AuthorGuilford, William Harold.
Committee ChairGore, Robert W.
MetadataShow full item record
PublisherThe University of Arizona.
RightsCopyright © is held by the author. Digital access to this material is made possible by the University Libraries, University of Arizona. Further transmission, reproduction or presentation (such as public display or performance) of protected items is prohibited except with permission of the author.
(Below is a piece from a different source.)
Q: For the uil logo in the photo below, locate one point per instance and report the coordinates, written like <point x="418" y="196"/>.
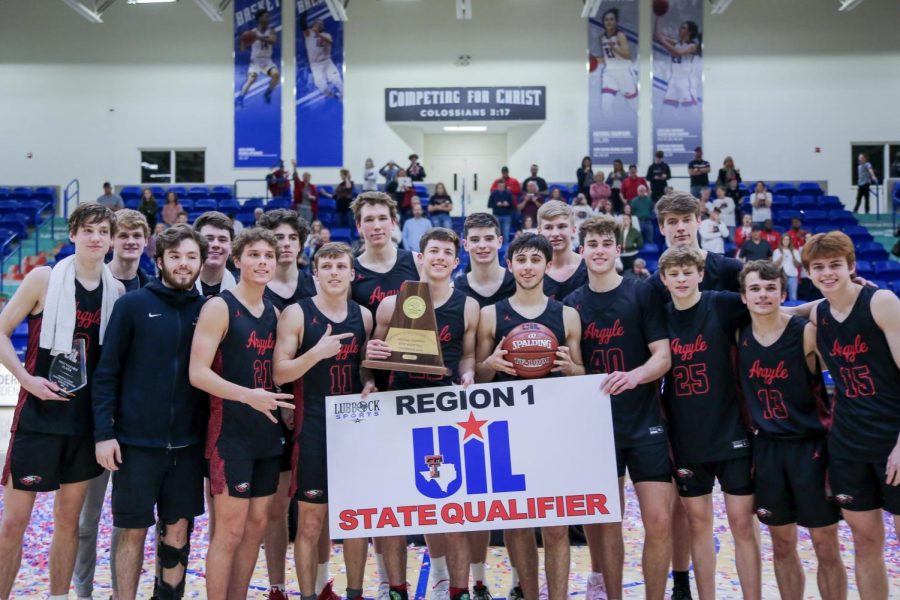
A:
<point x="440" y="471"/>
AbstractArterioles are embedded in the extensive connective tissue matrix of the interstitium. Mechanical interactions with the interstitium may affect the length-tension characteristics of arterioles, and thus affect their reactivity. However, no studies have adequately characterized the coupling between arterioles and the interstitium or investigated how the interstitium might change the physiological expression of arterioles. Therefore, the goal of this project was to directly characterize the physical connections between arterioles and the interstitium, both mechanically and morphologically, and then to predict the physiological consequences of these interactions for the arteriole. We measured in situ the mechanical coupling of arterioles to the interstitium, the mechanical properties of the interstitium, and the structure of the interstitium in the hamster cheek pouch. This allowed us to develop a comprehensive model of the mechanical interactions between arterioles and the surrounding connective tissue based on measurements made at the scale of a single arteriole. We demonstrated that there is mechanical coupling between arterioles and the interstitium that is mediated both through direct connections and through the movement of extracellular fluid through the connective tissue network. We also found that the stiffness of the interstitium increases near the arteriole, but does not depend on the direction of measurement. Finally, both the mechanical coupling of arterioles to the interstitium, and the mechanical properties of the interstitium, are explained by the structure of the connective tissue matrix. The arteriole is connected to adjacent fibroblasts and fibrocytes by collagen fibrils. These cells are in turn connected to the fiber matrix of the interstitium. Furthermore, the presence of these cells may explain the heterogeneity in stiffness of the interstitium. We propose a model of interactions between arterioles and the interstitium in which the physiological role of the interstitium is to protect arterioles from stretching and deformation of the tissue while allowing arterioles to freely constrict. The interstitium may also decrease the apparent compliance of the arteriolar wall and limit slightly the constriction of the arteriole. Thus, the in vivo connective tissue environment of arterioles both alters and protects the ability of arterioles to respond to physiological stimuli.